L’on se souvent qu’en effet l’apôtre Paul s’était opposé à l’église de Jérusalem, notamment en la personne de Jacques qui dirigeait alors la communauté, sur la question de la circoncision. Paul la considérait comme parfaitement inutile. « Le vrai Juif, ce n’est pas celui qui en a les apparences ; et la vraie circoncision, ce n’est pas celle qui est apparente, dans la chair. Est vraiment juif celui qui l’est dans le secret ; sa circoncision, c’est celle du cœur, qui relève non pas de la lettre, mais de l’esprit » ( Rom. 2 28). Il nous faut aujourd’hui provoquer la même révolution. La religion chrétienne n’est pas plus utile aujourd’hui que ne l’était la circoncision autrefois vu ce qu’elle affirme en dénaturant l’Évangile.

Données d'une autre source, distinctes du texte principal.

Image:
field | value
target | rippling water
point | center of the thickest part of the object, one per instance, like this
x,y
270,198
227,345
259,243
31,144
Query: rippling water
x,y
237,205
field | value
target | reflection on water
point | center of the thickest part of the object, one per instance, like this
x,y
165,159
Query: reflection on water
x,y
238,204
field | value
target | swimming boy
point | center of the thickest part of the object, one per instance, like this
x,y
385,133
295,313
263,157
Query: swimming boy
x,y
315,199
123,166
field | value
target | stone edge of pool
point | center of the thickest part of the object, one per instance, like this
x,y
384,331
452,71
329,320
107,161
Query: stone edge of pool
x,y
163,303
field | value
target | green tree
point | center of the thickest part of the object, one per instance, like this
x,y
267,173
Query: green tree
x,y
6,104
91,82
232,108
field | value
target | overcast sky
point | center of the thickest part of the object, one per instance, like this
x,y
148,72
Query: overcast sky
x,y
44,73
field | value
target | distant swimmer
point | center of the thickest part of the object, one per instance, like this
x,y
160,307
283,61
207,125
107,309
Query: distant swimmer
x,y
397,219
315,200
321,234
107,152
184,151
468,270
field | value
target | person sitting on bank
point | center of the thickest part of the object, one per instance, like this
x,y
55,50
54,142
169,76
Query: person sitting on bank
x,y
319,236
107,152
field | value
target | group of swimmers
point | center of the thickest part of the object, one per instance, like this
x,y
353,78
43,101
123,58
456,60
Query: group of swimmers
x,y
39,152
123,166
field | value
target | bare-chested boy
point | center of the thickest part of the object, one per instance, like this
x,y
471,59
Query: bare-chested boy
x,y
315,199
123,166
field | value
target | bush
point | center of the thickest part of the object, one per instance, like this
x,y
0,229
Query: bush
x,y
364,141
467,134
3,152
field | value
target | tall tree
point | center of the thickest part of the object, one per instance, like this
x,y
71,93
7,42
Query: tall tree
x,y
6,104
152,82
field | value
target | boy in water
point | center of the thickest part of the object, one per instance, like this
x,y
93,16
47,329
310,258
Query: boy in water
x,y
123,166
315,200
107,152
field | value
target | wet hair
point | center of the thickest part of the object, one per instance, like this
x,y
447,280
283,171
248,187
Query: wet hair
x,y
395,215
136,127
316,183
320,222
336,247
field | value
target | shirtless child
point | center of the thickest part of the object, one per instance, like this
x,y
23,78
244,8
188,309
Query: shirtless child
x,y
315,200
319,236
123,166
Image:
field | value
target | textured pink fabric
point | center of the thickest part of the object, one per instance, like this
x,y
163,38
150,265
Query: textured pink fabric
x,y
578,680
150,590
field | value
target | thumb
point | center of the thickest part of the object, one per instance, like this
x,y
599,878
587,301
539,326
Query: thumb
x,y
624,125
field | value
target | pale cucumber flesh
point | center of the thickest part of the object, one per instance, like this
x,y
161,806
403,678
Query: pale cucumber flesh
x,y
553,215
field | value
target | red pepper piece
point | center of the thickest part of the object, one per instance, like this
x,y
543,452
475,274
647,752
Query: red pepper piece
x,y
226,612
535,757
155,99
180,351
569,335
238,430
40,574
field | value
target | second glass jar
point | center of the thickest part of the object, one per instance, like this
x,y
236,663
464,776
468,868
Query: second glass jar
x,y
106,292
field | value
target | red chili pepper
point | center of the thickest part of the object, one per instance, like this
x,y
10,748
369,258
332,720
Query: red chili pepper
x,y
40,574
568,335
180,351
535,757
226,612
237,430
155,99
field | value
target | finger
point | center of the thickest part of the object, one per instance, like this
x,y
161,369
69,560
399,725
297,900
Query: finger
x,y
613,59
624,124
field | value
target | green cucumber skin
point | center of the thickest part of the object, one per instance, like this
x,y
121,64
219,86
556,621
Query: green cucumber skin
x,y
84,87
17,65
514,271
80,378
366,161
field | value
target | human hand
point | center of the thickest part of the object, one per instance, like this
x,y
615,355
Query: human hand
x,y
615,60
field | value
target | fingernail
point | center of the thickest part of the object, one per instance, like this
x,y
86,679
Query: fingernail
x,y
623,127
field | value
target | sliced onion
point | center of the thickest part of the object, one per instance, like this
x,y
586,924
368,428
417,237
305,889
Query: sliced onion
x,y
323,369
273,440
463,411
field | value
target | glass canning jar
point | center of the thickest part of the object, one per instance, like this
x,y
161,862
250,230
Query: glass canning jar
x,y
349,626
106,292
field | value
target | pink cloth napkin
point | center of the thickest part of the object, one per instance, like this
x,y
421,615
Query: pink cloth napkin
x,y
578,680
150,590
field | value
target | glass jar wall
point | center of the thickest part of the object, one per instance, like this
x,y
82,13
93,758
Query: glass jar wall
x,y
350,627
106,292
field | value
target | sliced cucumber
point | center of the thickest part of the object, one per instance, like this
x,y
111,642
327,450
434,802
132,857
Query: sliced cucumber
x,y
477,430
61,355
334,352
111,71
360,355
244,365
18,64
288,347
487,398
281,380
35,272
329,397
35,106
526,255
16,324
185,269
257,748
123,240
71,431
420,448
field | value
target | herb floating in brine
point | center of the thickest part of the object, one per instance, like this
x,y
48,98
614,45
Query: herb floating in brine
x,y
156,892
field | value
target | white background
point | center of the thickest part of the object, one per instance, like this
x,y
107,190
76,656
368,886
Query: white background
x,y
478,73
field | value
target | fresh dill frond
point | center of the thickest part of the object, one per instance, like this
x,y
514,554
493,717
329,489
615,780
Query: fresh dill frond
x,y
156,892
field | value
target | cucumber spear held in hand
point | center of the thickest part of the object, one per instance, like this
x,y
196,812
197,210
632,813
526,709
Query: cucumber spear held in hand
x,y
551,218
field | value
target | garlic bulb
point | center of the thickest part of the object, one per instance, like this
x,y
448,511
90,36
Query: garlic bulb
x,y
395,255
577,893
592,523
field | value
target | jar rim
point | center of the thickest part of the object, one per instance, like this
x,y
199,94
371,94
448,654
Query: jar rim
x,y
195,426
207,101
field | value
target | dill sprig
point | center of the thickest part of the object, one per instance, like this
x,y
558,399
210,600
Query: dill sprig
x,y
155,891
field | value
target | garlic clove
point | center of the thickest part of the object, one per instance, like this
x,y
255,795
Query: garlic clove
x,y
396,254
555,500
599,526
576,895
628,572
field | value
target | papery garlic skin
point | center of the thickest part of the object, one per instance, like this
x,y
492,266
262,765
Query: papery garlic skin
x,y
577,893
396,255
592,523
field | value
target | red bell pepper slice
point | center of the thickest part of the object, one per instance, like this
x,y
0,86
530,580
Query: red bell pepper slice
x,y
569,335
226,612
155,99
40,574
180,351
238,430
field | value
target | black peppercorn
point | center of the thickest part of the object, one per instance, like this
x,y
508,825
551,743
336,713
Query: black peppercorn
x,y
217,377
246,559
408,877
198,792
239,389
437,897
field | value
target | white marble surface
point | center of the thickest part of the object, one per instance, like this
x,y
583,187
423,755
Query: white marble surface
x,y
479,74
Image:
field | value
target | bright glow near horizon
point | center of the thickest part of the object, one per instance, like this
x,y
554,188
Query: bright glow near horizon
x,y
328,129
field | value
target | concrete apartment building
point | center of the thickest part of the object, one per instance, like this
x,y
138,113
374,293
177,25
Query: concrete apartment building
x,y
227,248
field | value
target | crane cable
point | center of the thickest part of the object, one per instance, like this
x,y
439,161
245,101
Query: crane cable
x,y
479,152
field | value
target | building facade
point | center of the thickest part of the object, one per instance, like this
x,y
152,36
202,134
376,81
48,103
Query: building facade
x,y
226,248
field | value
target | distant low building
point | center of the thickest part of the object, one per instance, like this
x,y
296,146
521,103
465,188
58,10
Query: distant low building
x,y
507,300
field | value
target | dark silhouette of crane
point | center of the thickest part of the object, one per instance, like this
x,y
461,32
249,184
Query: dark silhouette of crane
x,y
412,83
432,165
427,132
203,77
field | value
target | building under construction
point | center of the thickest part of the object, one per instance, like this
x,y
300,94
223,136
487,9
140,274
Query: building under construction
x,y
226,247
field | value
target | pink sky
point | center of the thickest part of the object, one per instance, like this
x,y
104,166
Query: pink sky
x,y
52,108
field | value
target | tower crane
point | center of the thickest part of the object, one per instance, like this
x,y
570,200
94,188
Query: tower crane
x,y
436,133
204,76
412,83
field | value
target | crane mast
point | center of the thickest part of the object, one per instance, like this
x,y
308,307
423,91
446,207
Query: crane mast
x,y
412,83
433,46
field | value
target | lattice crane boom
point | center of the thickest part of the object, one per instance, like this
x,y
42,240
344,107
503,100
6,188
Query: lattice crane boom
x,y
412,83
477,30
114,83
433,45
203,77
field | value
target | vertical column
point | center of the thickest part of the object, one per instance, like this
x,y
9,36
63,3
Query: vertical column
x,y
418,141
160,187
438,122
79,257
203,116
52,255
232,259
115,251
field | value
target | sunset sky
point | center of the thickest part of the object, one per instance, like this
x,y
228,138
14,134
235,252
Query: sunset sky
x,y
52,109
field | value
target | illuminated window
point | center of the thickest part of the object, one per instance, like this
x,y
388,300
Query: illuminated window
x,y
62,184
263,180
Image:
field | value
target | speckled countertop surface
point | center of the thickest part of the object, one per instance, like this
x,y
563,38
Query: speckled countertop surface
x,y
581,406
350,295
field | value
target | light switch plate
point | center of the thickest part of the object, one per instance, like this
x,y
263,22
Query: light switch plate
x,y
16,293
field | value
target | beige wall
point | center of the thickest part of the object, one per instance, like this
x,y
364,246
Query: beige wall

 Une troisième lecture, celle de Bultmann, a permis à Robinson de se convaincre de la stupidité d’une lecture fondamentaliste de la Bible. Selon Bultmann les écrivains du Nouveau Testament ont employé un langage mythologique rempli d’expressions comme préexistence, incarnation, montée et descente, intervention miraculeuse, catastrophe cosmique, etc. qui n’ont de sens que dans le contexte d’une conception aujourd’hui périmée du cosmos. « Si Bultmann a raison, toute la conception d’un ordre surnaturel qui envahit et « transperce »le monde naturel doit être rejeté. Mais dans ce cas, qu’entendons-nous par « Dieu », par révélation, et que devient le christianisme » ?

 Nul doute pour moi que si Robinson avait eu entre les mains les écrits de John Cobb par exemple, il aurait adhéré sans doute sans réserve à la compréhension de Dieu selon la théologie du process. Cette théologie a une compréhension de Dieu qui est parfaitement en accord avec les dernières données de la science. Je donnerais plus loin une introduction à cette théologie. Pour l’instant il nous suffit de dire : Dieu n’est pas tout puissant. Il n’est pas « en haut » ou « là-bas ». Il y a interaction de Dieu et du monde. Dieu agit sur le monde et inversement Dieu intègre en lui tout ce qui existe. Le monde n’est pas extérieur à Dieu, ni Dieu au monde puisque Dieu joue un rôle déterminant dans la formation et l’évolution de chacun de ses éléments. Dieu ne se confond cependant pas avec le monde. Il est ce, ou celui, qui le sauve et le transfigure. Dieu est force de propositions, de suggestions. À l’homme de répondre positivement à ces invites. Le monde agit sur Dieu. Dieu anime le monde, et le monde contribue à l’expérience divine.

 Comme le dit bien G. Castelnau : Dieu se trouve… au coeur du monde comme « le levain qu’une femme a enfoui dans la pâte pour la faire lever » Matthieu 13.33. Il ouvre sans cesse l’avenir, introduisant des possibilités nouvelles dans nos pensées et dans le monde : mais il ne détermine pas de manière autoritaire celles qui seront acceptées ou refusées par les hommes. Il propose, appelle influence, enthousiasme ; il tient compte des résultats qui en adviennent pour modifier son action : c’est la joie qu’il veut pour ce monde « qu’il aime tant » Jean 3.16. Il est créateur, non seulement au-dedans de nous les hommes, mais aussi des animaux, des plantes et peut-être aussi des minéraux ; Il est indispensable à la vie du monde ; il participe à tout ce qui se passe, à toutes les réalités auxquelles nous avons affaire et d’abord à nous-mêmes. Il agit en tout ce qui bouge ; rien n’échappe à son action de même que rien n’échappe aux rayons du soleil et à l’air qui nous baigne ».